Era amor demais.
Fui duas vezes para o norte do país mais plano do mundo junto com a família.
Eram duas horas para atravessar boa parte do território nacional, em nosso carro lotado de ursos de pelúcia, pedaços de lanche e protetor solar.
Era uma casa infinitamente menor que a casa que morávamos em Nootdorp e incrivelmente mais bonita e aconchegante, a sala me dava a impressão de estar dentro de um barco, e de fundo com ela a impressão se tornava mais real, pois o canal era largo e a água seguia calma em pequenas e delicadas ondas, tinha um barco atracado no pequeno píer, batizado de "animo", era da avó das crianças, havia sido dado pelo seu marido quando ela se recuperava de uma fase de fortes dores de cabeça.
A vida em Langwer era docemente contrária a tudo que vivíamos na cidade, tínhamos longos cafés da manhã, todos juntos, todo partilhado, todos tinham tempo de me ouvir por um longo tempo, tentar me ensinar mais holandês, as meninas acordavam e corriam nuas pela casa, pulavam na minha cama, brincávamos de rolar na grama, elas se amavam, nunca brigavam e brincávamos como se o dia nunca fosse terminar, nada de horários marcados, compromissos, pressa e lição de casa.
Amber e eu andamos um dia até o fim da cidade abraçadas, quase tropeçando em nossos próprios pés e tudo que me lembro é do riso dela sobre meus comentários cheios de devaneios sobre as vacas holandesas nos pastos.
Eu ganhei livros em Langwer, me deixaram escolher em um sebo mágico de um velhinho simpático e em uma tarde eu andei sozinha pela estrada observando os potrinhos deitados nos jardins das fazendas.
Hanna inventava brincadeiras cheias de historias e eu e Amber comprávamos todas, no fim do dia sempre apresentávamos para os pais mais um de nossos números inventados durante o dia, eles aplaudiam mesmo sem terem entendido nada, eu ria secretamente.
Tive coragem de pular junto com elas nas águas do canal, meus pés não alcançavam o chão, fiquei lá os abanando por um tempo relaxada dentro de um colete, fomos atrás dos patos para doar pequenos pedaços de pão, mas eles fugiam, era triste.

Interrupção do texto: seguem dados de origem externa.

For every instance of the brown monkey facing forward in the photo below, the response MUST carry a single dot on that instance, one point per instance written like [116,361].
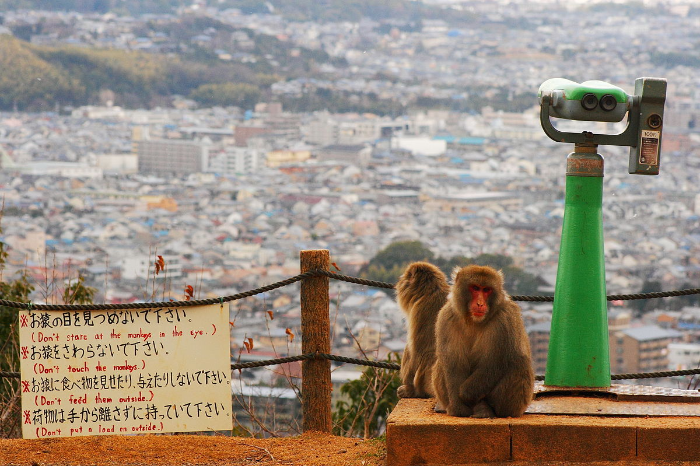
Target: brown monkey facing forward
[483,366]
[421,291]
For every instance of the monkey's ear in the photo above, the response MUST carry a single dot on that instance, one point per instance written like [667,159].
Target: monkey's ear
[455,271]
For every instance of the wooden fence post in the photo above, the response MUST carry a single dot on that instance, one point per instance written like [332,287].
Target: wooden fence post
[316,384]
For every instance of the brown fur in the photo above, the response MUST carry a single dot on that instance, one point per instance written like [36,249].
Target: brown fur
[483,366]
[421,291]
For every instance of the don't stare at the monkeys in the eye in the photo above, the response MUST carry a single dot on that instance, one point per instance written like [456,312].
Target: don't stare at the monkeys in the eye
[421,291]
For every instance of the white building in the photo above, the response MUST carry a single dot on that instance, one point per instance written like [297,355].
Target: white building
[683,356]
[234,160]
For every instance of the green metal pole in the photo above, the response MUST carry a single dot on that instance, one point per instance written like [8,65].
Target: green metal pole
[578,346]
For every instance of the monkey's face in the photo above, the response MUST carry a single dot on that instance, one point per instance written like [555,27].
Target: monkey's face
[479,302]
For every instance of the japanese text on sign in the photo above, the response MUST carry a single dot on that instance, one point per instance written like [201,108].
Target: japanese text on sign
[124,371]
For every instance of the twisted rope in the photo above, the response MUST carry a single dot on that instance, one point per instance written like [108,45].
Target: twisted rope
[289,281]
[394,366]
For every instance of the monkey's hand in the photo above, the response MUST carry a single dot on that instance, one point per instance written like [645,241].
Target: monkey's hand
[483,410]
[406,391]
[477,386]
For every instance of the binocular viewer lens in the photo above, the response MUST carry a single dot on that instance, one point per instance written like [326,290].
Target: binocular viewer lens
[590,102]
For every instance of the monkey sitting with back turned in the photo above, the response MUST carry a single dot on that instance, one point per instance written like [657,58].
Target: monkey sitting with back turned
[421,291]
[483,364]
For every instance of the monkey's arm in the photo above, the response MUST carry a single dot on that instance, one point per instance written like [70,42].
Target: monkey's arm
[494,361]
[406,390]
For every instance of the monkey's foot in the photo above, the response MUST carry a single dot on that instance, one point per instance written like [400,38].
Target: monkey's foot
[405,391]
[483,410]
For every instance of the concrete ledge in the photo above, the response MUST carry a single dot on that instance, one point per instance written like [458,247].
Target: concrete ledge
[418,435]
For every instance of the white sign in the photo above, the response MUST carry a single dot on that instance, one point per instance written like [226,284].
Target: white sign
[125,372]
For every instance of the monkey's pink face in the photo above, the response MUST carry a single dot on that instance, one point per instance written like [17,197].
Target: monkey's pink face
[479,305]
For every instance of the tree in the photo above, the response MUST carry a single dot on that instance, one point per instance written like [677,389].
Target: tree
[371,398]
[19,290]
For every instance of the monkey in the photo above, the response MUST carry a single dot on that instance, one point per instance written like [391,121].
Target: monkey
[421,291]
[483,363]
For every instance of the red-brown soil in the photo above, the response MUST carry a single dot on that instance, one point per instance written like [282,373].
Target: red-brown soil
[312,449]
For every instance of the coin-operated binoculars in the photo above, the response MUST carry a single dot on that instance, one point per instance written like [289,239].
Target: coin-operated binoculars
[578,347]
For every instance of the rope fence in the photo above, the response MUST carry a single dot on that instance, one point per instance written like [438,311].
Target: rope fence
[336,276]
[332,357]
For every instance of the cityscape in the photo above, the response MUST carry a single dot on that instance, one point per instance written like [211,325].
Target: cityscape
[456,160]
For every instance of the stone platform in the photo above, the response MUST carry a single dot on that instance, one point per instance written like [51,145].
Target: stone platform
[418,435]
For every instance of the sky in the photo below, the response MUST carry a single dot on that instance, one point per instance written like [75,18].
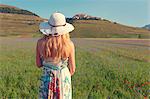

Fazíamos passeios com o "animo" quase todos os dias e parávamos nas margens para tomar chocomel com biscoitos Sultana e tentar mais uma vez alimentar os patos arredios.
Em uma noite de sol holandês fomos no festival de argolas, casais vestidos em trajes do inicio do seculo passado passavam correndo em carruagens antigas para tentar pegar argolas presas em uma mão de madeira, com uma especie de arma, eu juro, nunca entendi nada, mas achei demasiado incrível, em especial as carruagens puxadas por cavalinhos mini de crinas trançadas.
No último dia, fomos em um festival de balões, pessoas entravam naqueles cestinhos e partiam pelos céus em balões de todos formatos e cores, terminei o dia com um certo torcicolo de tanto olhar pra cima, não me arrependi.
Antes de partir pela segunda e última vez, Suzanne me pegou fitando o canal pela janela da sala enquanto todos se arrumavam pela casa:
- Dando uma última olhada para Langwer? - me perguntou com ternura
- Sim, e lá no fundo do coração fico torcendo para não ser a última vez. - respondi sem desviar o olhar da água calma que se despedia de mim tão quanto eu me despedia dela, eu me sentia tão longe de qualquer coisa ruim, ali, protegida, na sala barco sendo invadida pela serenidade do canal.
E mesmo que tenha sido a última vez, Langwer nunca se dissolveu em mim, habita confortavelmente nas entranhas como um sonho bom em cores saturadas pelo sol de verão.
Como em um rabo de cometa, nas surpresas do tempo, nos presentes do passado.
Com muito açucar e afeto, dank je wel.